アナログ放送終了から6日 町には“砂嵐”が吹きすさんでいる

729日午後、訪問診療だ。今日も暑い。今日は11軒を訪問したが。4時間半かかった。調子の悪い人が多く、検査や点滴・処置に時間がかかった。
そのうち2軒が独居の方であったが、2軒とも地デジ対応ができていなかった。今日だけに限れば、地デジ未対応率18%だ。

画面の砂嵐 右の小さなボックスがチューナー
小林さん。男性。85歳。難聴があるため、いつもは家の外まで聞こえる程の大音量でテレビをつけている。ところが今日はテレビの音が聞こえない。何か変わったことでもあったのかと思いあわてて家の中に入った。部屋のなかで転寝をしていた。私にきづいて起きだした。テレビはどうしたのと聞くと、「やかましいから見ない」と言う。テレビの横を見ると地デジチューナーが設置されていた。昨日、電気屋が来てチューナーをつけてくれたがうまくいかないとのことである。テレビのスイッチを入れると画面には“砂嵐”が舞っていた。25日に訪問した足立さんもチューナーは手に入ったが自分では設置できないと投げ出していた。

画面の砂嵐
安井さん。女性。81歳。訪問するといつもはテレビなのに今日はラジオをかけていた。まだチューナーの準備もできていない。テレビはどうするのと聞くと、「テレビはいいんです。もともとスポーツしか見ていなかったから」と言う。チューナーを設置する予定もないようだ。
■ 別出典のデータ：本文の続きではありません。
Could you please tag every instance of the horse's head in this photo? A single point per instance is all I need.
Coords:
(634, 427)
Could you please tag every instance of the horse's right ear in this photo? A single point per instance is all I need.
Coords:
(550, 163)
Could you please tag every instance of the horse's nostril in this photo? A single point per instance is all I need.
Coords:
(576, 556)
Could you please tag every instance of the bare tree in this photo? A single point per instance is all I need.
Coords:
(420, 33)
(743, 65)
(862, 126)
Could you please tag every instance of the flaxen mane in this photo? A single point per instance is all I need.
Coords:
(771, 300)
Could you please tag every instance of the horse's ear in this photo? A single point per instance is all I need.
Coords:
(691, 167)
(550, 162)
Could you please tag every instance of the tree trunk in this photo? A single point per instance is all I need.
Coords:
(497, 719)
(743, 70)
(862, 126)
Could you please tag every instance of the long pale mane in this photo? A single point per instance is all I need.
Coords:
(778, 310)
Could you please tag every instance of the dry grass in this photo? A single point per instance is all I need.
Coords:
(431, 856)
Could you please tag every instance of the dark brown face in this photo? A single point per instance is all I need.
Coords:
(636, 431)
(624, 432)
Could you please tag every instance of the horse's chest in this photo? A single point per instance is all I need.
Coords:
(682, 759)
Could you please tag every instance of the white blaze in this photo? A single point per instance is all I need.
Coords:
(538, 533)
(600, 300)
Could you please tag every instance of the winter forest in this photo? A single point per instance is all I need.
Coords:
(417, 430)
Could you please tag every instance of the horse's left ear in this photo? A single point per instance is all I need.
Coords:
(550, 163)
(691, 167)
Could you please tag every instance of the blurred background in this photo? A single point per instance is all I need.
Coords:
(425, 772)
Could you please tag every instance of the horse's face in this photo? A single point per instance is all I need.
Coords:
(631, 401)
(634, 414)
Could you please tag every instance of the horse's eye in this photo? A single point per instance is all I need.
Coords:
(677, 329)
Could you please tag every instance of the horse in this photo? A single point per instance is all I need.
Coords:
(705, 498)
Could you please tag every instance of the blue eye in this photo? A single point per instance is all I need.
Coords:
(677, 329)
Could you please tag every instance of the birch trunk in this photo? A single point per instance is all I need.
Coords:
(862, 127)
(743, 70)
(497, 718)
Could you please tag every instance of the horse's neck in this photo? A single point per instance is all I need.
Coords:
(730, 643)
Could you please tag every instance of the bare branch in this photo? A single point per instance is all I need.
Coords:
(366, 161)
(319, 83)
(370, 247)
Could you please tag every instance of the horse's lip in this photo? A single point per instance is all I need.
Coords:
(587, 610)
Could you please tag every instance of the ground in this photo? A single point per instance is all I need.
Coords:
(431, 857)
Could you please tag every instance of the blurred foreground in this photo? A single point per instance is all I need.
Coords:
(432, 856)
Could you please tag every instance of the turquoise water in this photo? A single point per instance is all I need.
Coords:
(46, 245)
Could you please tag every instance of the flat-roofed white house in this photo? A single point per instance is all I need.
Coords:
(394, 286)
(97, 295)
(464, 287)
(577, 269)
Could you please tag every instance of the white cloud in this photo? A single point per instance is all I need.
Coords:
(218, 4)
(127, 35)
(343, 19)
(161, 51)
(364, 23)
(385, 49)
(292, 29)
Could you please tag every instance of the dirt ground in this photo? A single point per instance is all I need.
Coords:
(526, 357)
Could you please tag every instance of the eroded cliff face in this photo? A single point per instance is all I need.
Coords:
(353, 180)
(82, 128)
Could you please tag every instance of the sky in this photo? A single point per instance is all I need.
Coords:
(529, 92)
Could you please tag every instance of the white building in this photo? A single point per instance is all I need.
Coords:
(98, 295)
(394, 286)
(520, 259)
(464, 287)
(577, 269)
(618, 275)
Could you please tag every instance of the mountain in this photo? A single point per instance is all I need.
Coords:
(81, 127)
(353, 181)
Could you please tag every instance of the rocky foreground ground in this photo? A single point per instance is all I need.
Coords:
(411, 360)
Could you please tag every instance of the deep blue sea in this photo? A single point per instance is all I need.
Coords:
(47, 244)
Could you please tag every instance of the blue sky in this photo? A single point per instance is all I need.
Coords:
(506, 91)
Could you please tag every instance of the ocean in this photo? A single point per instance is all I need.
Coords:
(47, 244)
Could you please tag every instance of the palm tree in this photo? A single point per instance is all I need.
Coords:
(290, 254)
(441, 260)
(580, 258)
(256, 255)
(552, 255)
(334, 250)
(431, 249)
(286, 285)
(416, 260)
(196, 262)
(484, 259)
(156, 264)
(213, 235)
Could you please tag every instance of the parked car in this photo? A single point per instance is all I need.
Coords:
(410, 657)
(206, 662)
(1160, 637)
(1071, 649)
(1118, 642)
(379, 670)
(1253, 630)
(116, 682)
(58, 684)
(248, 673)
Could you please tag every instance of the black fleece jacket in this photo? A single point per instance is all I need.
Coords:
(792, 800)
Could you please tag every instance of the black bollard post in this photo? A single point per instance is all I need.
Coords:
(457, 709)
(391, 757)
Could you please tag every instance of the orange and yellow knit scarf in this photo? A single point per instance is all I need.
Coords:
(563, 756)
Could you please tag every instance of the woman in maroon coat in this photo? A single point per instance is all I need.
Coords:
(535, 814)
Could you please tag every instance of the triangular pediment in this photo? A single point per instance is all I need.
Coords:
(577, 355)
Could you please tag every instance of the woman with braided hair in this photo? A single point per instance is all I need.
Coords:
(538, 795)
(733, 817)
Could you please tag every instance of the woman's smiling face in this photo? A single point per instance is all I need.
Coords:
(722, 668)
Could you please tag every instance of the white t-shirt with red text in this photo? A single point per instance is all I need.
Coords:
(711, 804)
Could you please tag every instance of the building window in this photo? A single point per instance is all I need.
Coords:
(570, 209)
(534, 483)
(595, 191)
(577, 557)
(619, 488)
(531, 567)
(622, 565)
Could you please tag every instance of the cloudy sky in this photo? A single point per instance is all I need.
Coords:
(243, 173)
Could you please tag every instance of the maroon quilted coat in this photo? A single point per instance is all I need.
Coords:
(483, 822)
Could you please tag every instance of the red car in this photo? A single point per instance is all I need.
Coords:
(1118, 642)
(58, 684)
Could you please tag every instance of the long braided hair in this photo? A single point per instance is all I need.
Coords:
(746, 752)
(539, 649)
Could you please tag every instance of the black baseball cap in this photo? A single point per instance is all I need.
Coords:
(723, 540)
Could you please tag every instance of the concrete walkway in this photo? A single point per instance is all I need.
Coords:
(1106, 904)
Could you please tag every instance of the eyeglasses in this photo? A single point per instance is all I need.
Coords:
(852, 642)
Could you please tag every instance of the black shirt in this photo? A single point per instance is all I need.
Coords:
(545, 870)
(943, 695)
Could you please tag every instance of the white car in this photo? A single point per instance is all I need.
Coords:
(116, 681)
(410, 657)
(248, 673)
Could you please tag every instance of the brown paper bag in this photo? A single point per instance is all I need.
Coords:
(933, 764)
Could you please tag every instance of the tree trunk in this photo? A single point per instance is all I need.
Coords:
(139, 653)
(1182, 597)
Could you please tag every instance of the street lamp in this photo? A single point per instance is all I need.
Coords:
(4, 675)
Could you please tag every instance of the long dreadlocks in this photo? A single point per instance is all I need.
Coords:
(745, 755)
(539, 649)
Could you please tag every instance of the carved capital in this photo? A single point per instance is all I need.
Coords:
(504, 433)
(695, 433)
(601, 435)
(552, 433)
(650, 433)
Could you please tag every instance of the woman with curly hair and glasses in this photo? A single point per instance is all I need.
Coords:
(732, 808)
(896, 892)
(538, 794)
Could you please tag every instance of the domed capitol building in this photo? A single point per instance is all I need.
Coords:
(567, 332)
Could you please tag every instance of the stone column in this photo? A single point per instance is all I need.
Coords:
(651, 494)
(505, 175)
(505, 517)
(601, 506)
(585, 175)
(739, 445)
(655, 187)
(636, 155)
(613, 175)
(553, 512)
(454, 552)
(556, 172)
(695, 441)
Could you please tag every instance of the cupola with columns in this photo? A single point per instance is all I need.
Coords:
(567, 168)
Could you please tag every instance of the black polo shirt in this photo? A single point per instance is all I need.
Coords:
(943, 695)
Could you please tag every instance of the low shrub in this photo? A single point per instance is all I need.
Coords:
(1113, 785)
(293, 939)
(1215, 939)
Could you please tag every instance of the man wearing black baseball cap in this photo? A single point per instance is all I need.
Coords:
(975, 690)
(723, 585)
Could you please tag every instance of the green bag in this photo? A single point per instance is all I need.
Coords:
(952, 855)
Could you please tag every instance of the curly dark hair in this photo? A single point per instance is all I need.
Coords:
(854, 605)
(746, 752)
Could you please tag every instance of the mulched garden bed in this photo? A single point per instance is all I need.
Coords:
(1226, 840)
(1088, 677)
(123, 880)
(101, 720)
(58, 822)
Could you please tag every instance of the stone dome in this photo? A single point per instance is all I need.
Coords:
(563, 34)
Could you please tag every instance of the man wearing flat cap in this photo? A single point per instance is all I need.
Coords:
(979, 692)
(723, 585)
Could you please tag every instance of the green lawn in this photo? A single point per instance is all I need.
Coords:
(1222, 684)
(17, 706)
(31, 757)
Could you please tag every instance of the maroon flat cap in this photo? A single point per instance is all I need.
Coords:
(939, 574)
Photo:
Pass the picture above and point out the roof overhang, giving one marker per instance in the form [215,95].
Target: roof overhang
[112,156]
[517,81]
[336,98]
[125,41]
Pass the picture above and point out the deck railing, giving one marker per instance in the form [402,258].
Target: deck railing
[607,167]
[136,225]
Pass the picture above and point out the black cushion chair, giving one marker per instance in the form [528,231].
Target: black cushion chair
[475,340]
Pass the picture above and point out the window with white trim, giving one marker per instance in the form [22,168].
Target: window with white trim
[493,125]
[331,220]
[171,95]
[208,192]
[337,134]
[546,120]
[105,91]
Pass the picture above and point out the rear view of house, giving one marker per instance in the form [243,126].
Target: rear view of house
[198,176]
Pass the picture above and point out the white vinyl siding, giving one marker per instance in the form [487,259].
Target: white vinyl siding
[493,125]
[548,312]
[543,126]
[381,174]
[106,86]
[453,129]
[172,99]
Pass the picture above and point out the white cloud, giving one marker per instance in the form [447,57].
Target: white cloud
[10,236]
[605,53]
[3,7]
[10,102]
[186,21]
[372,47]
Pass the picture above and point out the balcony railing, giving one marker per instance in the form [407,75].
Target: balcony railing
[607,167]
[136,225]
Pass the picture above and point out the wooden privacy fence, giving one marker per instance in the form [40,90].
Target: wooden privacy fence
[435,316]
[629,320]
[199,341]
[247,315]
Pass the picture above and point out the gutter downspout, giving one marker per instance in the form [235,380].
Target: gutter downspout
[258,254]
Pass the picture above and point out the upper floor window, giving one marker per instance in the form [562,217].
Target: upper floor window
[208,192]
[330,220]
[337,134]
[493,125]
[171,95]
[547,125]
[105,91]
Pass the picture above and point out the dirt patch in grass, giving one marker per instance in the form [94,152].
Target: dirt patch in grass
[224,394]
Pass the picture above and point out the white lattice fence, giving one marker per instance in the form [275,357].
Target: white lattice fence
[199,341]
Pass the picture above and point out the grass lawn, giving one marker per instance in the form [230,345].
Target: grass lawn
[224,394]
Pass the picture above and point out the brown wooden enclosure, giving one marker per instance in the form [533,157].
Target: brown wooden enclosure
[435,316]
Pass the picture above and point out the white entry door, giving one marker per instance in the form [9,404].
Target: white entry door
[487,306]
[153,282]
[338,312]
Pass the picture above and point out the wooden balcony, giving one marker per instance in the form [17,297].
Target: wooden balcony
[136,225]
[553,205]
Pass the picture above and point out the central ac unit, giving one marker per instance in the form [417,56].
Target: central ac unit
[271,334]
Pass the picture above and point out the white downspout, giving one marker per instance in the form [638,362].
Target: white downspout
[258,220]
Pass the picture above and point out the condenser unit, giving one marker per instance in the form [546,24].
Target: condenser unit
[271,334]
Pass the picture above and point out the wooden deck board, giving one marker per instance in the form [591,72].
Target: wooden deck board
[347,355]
地デジ難民は確かにいる。国の政策のため、先日まで見ることのできた私有財産のテレビを無用の長物にされた人がいる。「もういいんです」と言われるが。酷な話である。地デジ移行強行は憲法に定められた文化的生活を営む権利や財産権の侵害である。

25条 すべて国民は、健康で文化的な最低限度の生活を営む権利を有する。
29条 財産権は、これを侵してはならない。

難民を出さないためにもう少し丁寧な対策をうつことができたと思う。町の角々には地デジ移行ができないテレビの砂嵐が吹きすさんでいる。早急に実態を把握し対策をうつことを切望する。